Yang membuatku makjedideg itu adalah hubungan antara ia dan Anaknya. Kawan tongkrongan saya itu, merantau sejak anaknya berumur 8 bulan, berpindah dari satu kota dan pulau. Dua bulan bekerja, dua Minggu dapat jatah cuti, lanjut lagi terbang, lanjut lagi berlayar, lanjut lagi naik bus pindah provinsi. Ia melakukan itu ±13 tahun.
Dalam fase ia merantau, ada episode yang tidak pernah dilupakannya sampai sekarang.
Saat ia pulang merantau dari Jawa Barat, ia disambut oleh istri dan anaknya di depan pintu. Haiiii, suami dan lelaki mana yang tidak bahagia, pulang merantau, bekerja demi anak istri dan mendapati dua permata hidupnya itu menyambutnya pulang.
"Ma, ini Bapak ta? Bapak ku ini ta, Ma?"
Duaarrrrrrrrrrrrrrrrrrr
Kejadian itu menjadi episode yang tidak pernah ia lupakan sampai sekarang.
"Jujur saya menyesal tidak menemani masa kecil anak ku, Mas".
"Saat saya sudah gak merantau lagi, anak ku masuk pondok pesantren. Malah jarang ketemu lagi sama dia".
"Lha yaopo, Mas. Namanya juga kondisi yang memaksa saya harus merantau"—ucapnya.
Saat ia cerita, kebetulan malam itu memang sedang dingin, suhu Malang di malam hari bisa mencapai 15 derajat Celcius. Yang membuat bertambah dingin, efek dari lama ia merantau itu, hubungan dengan anaknya terasa jauh, formil, seperlunya saja—atau kalau anak sekarang bilangnya gak lossssss.
Yang membuatnya berabak mau nangis, ia iri ketika melihat seorang Bapak bisa dekat dan bercanda dengan anak–anaknya.
Saat mau bertanya balik apa yang ia lakukan agar bisa lebih dekat dengan anaknya, mulut saya tercekat.

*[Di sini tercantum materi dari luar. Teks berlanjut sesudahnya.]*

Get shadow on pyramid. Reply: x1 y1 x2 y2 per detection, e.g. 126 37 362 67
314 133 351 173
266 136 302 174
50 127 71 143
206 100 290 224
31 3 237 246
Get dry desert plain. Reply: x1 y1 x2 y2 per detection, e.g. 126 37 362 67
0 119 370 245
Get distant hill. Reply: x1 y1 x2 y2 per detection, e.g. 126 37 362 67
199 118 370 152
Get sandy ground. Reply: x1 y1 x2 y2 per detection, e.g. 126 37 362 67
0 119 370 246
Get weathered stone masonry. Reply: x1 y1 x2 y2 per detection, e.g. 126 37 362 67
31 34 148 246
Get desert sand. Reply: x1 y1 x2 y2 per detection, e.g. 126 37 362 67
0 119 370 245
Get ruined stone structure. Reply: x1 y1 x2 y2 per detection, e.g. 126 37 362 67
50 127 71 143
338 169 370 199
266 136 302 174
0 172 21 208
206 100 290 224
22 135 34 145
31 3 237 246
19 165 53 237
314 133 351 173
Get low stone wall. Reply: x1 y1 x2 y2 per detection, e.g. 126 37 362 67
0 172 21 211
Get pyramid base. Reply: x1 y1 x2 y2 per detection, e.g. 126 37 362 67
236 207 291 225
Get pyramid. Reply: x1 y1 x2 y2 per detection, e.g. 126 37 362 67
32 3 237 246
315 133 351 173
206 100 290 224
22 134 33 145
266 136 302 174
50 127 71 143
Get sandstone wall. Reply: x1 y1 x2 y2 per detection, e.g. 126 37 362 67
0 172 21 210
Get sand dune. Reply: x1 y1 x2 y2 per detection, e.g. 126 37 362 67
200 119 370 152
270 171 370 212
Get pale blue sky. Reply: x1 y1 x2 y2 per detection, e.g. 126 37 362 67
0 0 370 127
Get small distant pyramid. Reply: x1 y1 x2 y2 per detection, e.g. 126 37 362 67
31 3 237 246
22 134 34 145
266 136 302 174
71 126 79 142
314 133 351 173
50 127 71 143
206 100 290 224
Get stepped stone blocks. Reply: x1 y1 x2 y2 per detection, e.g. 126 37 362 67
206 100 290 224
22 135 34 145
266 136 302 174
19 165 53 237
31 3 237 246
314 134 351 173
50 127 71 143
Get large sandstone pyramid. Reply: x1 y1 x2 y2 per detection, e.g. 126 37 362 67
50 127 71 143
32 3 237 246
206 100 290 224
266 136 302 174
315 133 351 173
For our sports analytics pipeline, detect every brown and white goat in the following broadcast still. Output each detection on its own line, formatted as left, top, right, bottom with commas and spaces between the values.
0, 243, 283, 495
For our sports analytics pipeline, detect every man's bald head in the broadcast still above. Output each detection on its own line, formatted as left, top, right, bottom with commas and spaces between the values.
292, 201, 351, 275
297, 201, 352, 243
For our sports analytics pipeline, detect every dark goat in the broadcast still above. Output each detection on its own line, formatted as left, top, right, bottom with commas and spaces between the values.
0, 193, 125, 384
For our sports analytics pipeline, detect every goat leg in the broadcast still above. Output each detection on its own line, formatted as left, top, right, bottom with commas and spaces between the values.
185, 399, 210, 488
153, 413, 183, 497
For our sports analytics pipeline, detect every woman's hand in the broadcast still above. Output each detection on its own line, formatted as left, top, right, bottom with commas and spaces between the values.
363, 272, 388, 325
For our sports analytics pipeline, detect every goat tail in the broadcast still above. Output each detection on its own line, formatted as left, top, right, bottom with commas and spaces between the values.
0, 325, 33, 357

Tidak ingin membuatnya menangis di tongkrongan kami yang menjadi kanal kebahagiaan para kepala keluarga di rumitnya pekerjaan dan berumah tangga.
Berbahagia dan bersyukurlah kita yang senantiasa dekat menemani proses anak–anak kita menuju dewasa.
Terima kasih banyak untuk para istri di luar sana yang telah mengerti dan berbagi kebahagiaan menemani anak–anaknya menuju dewasa. Terima kasih juga untuk orangtua kita semua. Semoga Allah SWT senantiasa melimpahkan rahmatnya kepada kedua orangtua kita. Aminn.